- The Washington Times - Wednesday, May 20, 2015

Correct the Record, a super PAC providing a rapid-response team and opposition research for Hillary Rodham Clinton’s presidential run, was hit Wednesday with a complaint to the Federal Election Commission that alleges the group’s activity violates campaign finance law.

The complaint, filed by Washington-based watchdog group Foundation for Accountability and Civic Trust (FACT), accused the group of providing illegal in-kind contributions to Mrs. Clinton’s campaign.

The complaint used Correct the Record’s own words and mission statement to make the case, including telling Bloomberg Politics that it would function as the Clinton campaign’s “political research and communications war room.”

“This type of activity is directly contrary to [campaign finance law] and Commission regulations, which provide that neither a Super PAC nor the non-contribution account of a hybrid PAC can coordinate with or make donations to federal candidates,” states the complaint.

“The commission must immediately investigate and enforce the law,” it said.

The complaint hinges on how far the group can bend the FEC’s Internet exemption, which allows some coordination between political campaigns and super PACs that have an online presence but do not engage in “coordinated communication,” such as paid TV ads for a candidate.

Nevertheless, the group raised eyebrows as soon as it announced plans to run interference for the Clinton campaign, which, at the very least, put it among the growing ranks of super PACs testing the limits of campaign finance laws for the 2016 elections.

The allegations in the complaint belie Mrs. Clinton’s tough talk in opposition to “unaccounted money” that has poured into the political process since the Supreme Court’s Citizen United decision opened the floodgates for super PAC spending.

“We need to fix our dysfunctional political system and get unaccounted money out of it, once and for all, even if that takes a constitutional amendment,” Mrs. Clinton said at a recent campaign stop in Iowa.

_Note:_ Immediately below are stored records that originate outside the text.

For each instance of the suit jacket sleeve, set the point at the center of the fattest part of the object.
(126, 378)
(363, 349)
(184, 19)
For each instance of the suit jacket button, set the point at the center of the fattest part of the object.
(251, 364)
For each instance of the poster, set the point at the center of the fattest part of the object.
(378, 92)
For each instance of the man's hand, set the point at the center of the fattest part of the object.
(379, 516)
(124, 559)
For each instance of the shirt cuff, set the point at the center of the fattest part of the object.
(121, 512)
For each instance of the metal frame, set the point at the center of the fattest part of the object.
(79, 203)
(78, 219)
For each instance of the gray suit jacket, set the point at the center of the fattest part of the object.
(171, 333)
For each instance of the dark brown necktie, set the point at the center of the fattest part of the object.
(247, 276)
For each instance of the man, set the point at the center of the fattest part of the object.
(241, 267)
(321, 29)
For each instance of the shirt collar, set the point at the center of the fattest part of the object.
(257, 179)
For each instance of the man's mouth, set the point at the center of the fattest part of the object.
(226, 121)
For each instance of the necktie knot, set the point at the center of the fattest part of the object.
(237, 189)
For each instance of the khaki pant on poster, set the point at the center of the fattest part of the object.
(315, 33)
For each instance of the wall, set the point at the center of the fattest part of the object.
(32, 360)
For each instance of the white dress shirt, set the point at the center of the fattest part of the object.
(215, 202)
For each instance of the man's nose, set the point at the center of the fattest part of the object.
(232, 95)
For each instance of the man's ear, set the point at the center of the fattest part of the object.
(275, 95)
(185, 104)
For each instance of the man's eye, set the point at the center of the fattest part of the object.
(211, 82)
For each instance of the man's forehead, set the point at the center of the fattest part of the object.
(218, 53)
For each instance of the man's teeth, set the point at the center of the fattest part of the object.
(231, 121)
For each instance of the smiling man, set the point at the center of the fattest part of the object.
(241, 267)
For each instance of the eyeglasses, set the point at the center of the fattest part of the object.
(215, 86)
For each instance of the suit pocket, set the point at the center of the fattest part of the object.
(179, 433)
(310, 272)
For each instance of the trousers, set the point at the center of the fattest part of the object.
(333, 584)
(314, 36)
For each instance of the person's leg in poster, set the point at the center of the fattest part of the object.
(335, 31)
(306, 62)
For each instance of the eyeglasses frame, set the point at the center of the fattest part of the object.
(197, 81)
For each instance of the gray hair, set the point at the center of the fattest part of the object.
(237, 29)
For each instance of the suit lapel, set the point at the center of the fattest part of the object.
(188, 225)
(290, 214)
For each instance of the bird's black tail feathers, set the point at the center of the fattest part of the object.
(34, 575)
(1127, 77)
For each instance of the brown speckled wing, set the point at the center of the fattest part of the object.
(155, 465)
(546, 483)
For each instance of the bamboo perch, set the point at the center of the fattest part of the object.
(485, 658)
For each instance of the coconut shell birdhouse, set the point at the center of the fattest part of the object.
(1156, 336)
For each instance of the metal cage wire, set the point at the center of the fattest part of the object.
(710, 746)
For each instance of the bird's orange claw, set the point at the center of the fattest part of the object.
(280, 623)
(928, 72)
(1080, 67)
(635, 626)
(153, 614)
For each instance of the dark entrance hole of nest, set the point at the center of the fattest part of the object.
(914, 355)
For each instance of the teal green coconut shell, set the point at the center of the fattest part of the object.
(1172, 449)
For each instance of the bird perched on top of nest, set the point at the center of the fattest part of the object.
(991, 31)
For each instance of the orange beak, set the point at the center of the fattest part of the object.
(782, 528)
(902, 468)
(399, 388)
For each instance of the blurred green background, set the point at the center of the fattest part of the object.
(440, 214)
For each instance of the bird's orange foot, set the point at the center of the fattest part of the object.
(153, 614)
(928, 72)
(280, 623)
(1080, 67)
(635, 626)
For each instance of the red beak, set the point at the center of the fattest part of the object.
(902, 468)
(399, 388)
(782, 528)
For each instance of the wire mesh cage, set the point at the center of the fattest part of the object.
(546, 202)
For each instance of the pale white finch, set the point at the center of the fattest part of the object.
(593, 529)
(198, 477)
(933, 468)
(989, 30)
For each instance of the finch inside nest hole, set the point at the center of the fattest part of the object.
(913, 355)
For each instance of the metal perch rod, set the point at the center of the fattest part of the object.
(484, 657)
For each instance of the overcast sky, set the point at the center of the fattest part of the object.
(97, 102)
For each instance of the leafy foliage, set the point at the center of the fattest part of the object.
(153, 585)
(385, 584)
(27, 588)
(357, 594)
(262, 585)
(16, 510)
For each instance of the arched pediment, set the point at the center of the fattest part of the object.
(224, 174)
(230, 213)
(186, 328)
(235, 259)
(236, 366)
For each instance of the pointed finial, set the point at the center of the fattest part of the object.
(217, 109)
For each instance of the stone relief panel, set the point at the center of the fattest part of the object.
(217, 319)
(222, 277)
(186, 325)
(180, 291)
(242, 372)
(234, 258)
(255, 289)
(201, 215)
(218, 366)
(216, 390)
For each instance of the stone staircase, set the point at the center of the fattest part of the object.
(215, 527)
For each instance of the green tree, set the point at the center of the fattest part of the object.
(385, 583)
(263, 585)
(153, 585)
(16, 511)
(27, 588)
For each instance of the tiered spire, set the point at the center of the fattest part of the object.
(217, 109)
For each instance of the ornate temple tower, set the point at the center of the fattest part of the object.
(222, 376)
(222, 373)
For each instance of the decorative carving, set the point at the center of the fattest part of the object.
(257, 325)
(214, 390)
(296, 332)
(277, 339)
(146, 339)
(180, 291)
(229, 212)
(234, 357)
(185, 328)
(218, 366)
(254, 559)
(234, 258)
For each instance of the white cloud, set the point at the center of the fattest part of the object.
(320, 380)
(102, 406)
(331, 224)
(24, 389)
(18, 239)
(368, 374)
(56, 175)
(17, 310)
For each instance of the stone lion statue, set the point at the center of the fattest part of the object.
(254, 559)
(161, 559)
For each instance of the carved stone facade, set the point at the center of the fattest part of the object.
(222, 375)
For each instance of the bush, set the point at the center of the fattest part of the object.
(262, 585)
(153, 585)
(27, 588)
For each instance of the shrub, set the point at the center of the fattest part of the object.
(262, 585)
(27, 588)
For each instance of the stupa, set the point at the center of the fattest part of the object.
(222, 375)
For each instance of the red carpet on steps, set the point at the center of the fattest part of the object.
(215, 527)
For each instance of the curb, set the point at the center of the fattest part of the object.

The former first lady, senator and secretary of state also has said she can’t afford to not tap the big money from super PACs that’s needed to compete in the post-Citizens United campaign environment.

The Clinton campaign did not respond to questions about the FEC complaint.

Vermont Sen. Bernard Sanders, who is running to Mrs. Clinton’s left to challenge her for the Democratic presidential nomination, has vowed not to let super PAC money tarnish his campaign.

Mrs. Clinton has a huge lead in the polls and is considered the party’s all-but-inevitable presidential nominee, allowing her to largely ignore Mr. Sanders and other potential rivals.

Correct the Record (CTR), which operates exclusively online through a website and social media, insisted that it follows the letter of the law.

“This complaint is without merit,” Adrienne Watson, communications director for Correct the Record, said after reviewing the complaint. “Correct the Record’s work would not be an in-kind contribution to the campaign, so long as we do not violate the definition of coordinated communications.”

Correct the Record’s website provides talking points and data intended to debunk what it calls “right-wing attacks,” including about the Benghazi terror attack, the book “Clinton Cash” that makes pay-to-play allegations about foreign donations to the Clinton Foundation, reports that Mrs. Clinton did not pay her male and female staff equally and claims that she is a weak defender of gay rights.

In the complaint, FACT argued that the jobs performed by Correct the Record — which the group has described as a “strategic research and rapid response team designed to defend Hillary Clinton from right-wing, baseless attacks” — constitutes services provided to the campaign free of charge.

“The relevant question is not whether CTR PAC engaged in a ‘coordinated communication’ with the Clinton Campaign. Rather, the relevant question is whether CTR PAC’s funding an entire research and rapid response staff working in full coordination with the Clinton Campaign is something of value to the Clinton Campaign, and as such, constitutes an illegal in-kind contribution,” said the complaint.

“For CTR PAC to claim, as it must, that funding the Clinton Campaign’s research and rapid response team provides nothing of value to the Clinton campaign is absurd,” it said. “Under [that] logic, a corporation would be allowed to give a campaign fully coordinated use of its in-house research and communications team, so long as whatever that staff did was distributed online.”

Matthew G. Whitaker, executive director of FACT, said the complaint was a shot across the bow for other super PACs running rampant in the 2016 race.

“It was necessary to get this out there and really prevent it and make sure that no other campaigns on either side thought that this was a good idea,” he said. “This is the first one that we’ve seen publicly announce that they wanted to directly coordinate with the campaign, and we certainly are scanning the horizon looking for anybody else who wants to do coordination with a super PAC.”